Alissa Rubin and Damien Cave of The New York Times take a good hard look at the Sunni "awakening" strategy and how, shockingly enough, a policy of handing out cash, training and guns to whoever's willing to work with us could wind up backfiring:
How, when thousands are joining each month, can spies and extremists be reliably weeded out? How can the men’s loyalty be maintained, given their tribal and sectarian ties, and in many cases their insurgent pasts? And crucially, how can the movement be sustained once the Americans turn over control to a Shiite-dominated government that has been wary, and sometimes hostile, toward the groups?
Despite the successes of the movement, including the members’ ability to provide valuable intelligence and give rebuilding efforts a new chance in war-shattered communities, the American military acknowledges that it is also a high-risk proposition.
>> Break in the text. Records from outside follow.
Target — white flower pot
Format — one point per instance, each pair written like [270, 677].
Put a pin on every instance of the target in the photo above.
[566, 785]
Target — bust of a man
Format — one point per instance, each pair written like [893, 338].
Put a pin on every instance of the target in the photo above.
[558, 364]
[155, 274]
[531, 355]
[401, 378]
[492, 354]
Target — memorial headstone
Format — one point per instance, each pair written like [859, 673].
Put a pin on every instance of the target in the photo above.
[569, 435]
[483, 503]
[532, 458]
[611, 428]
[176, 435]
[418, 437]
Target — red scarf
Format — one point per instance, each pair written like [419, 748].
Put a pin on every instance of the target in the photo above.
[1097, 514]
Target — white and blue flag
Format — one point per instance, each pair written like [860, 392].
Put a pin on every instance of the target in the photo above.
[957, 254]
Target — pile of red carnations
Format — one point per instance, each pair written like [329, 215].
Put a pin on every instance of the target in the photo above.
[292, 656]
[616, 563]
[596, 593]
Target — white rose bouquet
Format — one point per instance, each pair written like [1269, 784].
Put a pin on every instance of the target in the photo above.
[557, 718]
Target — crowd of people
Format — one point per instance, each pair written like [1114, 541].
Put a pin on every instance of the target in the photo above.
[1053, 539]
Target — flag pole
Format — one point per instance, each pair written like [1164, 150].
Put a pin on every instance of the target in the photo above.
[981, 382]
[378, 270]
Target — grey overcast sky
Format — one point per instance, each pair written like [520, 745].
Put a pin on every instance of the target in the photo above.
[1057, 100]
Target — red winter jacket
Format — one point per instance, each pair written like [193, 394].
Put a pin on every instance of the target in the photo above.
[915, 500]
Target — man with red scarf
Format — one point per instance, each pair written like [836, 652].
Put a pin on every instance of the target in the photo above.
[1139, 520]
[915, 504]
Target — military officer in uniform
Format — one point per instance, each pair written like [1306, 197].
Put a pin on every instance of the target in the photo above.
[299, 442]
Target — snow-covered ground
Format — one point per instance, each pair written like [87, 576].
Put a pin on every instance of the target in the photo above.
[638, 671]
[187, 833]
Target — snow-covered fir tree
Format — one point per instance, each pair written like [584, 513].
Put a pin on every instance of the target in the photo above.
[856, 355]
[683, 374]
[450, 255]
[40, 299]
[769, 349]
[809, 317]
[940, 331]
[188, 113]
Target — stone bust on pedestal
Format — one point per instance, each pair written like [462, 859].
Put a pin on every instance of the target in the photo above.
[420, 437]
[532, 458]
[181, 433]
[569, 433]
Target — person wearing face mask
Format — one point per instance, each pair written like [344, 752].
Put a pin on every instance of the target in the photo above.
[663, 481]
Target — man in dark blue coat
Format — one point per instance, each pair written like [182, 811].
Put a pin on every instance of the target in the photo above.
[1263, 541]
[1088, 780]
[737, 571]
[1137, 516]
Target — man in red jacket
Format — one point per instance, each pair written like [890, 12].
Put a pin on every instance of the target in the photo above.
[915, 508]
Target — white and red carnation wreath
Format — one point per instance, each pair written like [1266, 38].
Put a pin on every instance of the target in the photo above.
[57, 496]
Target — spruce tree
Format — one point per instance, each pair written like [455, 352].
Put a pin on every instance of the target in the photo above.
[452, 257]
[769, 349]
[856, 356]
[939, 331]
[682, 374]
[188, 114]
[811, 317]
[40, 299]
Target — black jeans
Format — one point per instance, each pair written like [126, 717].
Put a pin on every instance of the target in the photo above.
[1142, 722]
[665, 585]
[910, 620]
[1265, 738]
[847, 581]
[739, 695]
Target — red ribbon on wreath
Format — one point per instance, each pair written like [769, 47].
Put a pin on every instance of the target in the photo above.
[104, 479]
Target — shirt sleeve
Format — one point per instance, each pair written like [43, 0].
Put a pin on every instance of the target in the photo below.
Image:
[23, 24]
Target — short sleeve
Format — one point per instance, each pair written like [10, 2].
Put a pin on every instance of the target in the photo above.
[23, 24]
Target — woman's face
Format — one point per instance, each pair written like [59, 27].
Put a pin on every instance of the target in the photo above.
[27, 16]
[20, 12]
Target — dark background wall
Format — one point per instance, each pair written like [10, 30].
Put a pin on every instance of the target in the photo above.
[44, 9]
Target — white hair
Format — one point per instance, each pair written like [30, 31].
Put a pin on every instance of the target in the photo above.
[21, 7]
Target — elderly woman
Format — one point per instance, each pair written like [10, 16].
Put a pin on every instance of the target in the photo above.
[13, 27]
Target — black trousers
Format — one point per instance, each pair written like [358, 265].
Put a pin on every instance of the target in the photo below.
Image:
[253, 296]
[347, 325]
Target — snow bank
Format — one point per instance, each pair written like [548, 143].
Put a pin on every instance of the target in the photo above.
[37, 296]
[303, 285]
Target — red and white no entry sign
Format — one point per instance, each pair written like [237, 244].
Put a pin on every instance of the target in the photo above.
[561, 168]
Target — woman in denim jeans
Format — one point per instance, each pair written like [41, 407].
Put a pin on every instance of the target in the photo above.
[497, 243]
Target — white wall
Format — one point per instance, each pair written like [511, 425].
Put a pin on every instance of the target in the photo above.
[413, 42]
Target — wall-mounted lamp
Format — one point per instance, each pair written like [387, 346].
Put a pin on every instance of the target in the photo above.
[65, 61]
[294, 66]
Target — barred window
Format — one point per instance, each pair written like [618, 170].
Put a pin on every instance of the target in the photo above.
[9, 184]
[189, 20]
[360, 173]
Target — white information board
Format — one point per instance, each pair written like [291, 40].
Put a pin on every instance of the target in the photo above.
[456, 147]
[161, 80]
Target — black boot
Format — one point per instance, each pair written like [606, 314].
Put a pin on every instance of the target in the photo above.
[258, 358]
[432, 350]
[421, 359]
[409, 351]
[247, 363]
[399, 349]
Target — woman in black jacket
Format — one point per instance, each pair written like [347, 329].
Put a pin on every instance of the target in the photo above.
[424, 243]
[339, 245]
It is an experiment in counterinsurgency warfare that could contain the seeds of a civil war — in which, if the worst fears come true, the United States would have helped organize some of the Sunni forces arrayed against the central government on which so many American lives and dollars have been spent.
Yes, right, exactly. In a society full of rival armed factions contending for power, you can't achieve peace by just building opportunistic alliances with a whole bunch of separate factions. If our commanders and troops are nimble enough -- and they very well might be, as they've demonstrated a good deal of nimbleness recently -- they may be able to keep playing this dangerous game and keeping the US deployment viable, but it doesn't really achieve anything. Achieve anything, that is, beyond a welcome reduction in American casualites. But going home would reduce casualties further, faster, and cheaper.